On paper and in practice, I find this approach to be a powerful addition to aid identity confirmation, particularly for LC-MS workflows where false positive results can be readily eliminated.

The third, sometimes overlooked, benefit is that IMS separation results in a filtering effect that can improve signal-to-noise of mass spectra in complex samples, as well as providing some clustering of different molecular classes and charge states in the drift space.

On paper and in practice, I find this approach to be a powerful addition to aid identity confirmation, particularly for LC-MS workflows where false positive results can be readily eliminated. Furthermore, less stress is placed upon the chromatographic separation when a high-precision DTCCS value (±0.5 percent) is required in addition to retention time and putative sum formula for confirming compound identity.

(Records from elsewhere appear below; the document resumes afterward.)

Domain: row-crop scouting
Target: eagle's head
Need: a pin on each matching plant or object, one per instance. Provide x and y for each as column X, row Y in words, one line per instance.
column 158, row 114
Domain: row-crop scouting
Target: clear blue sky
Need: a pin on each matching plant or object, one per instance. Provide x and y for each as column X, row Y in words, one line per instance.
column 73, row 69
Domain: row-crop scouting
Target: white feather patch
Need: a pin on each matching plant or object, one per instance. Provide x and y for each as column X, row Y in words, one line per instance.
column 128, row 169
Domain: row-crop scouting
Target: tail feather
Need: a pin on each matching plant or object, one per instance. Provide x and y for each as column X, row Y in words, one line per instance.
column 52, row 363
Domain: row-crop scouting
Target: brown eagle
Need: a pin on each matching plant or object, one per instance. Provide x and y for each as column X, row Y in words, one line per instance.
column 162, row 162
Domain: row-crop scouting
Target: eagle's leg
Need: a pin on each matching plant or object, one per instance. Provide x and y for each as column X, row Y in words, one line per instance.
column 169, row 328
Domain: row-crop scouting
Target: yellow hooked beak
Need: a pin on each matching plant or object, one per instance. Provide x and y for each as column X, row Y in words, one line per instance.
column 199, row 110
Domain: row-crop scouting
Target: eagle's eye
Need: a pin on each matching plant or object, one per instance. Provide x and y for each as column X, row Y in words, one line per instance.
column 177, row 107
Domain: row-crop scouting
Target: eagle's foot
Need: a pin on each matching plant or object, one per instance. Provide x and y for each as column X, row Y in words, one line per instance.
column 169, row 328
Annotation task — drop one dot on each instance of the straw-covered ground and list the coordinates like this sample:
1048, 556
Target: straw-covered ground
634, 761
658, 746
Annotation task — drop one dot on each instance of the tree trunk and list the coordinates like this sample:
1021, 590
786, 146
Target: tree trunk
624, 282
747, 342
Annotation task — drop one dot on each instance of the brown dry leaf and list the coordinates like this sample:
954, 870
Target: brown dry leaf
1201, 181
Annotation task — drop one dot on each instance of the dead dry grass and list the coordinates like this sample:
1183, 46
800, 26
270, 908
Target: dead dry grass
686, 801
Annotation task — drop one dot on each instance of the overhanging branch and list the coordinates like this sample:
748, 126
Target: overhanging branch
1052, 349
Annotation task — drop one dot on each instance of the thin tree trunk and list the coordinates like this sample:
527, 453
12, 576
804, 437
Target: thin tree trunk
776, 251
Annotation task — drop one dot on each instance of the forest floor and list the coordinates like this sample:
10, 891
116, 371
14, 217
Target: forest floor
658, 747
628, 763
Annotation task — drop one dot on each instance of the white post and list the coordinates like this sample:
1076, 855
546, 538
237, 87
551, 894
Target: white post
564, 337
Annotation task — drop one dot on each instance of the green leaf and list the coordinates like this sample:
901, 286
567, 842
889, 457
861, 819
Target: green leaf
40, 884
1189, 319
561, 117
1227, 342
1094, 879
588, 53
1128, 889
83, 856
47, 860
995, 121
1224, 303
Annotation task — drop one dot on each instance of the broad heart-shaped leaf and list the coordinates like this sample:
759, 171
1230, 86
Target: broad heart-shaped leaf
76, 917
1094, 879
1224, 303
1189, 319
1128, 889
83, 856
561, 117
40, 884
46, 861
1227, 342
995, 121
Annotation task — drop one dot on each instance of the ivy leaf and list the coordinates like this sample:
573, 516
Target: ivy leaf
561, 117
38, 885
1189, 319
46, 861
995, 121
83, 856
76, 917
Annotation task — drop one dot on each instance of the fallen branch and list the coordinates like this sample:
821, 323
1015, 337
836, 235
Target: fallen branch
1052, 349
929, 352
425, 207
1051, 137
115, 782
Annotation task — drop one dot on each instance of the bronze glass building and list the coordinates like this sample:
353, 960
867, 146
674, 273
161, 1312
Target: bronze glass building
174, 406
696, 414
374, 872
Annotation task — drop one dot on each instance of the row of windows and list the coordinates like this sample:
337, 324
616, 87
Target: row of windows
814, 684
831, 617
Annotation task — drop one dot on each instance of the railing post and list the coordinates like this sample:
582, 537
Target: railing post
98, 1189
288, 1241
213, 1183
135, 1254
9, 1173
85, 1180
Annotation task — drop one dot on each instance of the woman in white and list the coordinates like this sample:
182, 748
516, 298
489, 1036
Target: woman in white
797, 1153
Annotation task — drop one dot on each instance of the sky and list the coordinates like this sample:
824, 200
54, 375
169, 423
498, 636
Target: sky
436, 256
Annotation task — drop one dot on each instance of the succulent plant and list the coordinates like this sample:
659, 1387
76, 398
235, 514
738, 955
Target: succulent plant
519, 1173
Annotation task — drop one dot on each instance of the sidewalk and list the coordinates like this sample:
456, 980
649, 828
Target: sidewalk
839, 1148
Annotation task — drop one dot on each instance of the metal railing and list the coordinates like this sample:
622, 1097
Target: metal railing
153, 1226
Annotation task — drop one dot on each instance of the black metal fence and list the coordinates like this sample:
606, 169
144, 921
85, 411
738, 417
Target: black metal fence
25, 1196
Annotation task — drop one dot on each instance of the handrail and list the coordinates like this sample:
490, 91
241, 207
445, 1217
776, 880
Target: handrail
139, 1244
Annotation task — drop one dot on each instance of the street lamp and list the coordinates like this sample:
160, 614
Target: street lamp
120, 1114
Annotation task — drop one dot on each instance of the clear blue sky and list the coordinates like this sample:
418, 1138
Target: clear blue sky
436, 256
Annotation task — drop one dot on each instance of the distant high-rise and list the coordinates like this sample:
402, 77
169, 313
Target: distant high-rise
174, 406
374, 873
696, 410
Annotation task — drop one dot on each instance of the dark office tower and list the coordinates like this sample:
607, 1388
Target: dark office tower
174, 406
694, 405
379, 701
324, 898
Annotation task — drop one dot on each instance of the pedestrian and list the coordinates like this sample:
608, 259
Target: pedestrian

Despite these promises, we still, of course, need to assess measurement repeatability, reproducibility and contend with the analytical trade-offs that are inevitably encountered. For example, transmission losses during ion trapping and mobility separation processes will affect limits of detection in comparison with “IMS-less” analysis, while addition of DTCCS values to databases will require careful assessment of the uncertainty associated with the measurement.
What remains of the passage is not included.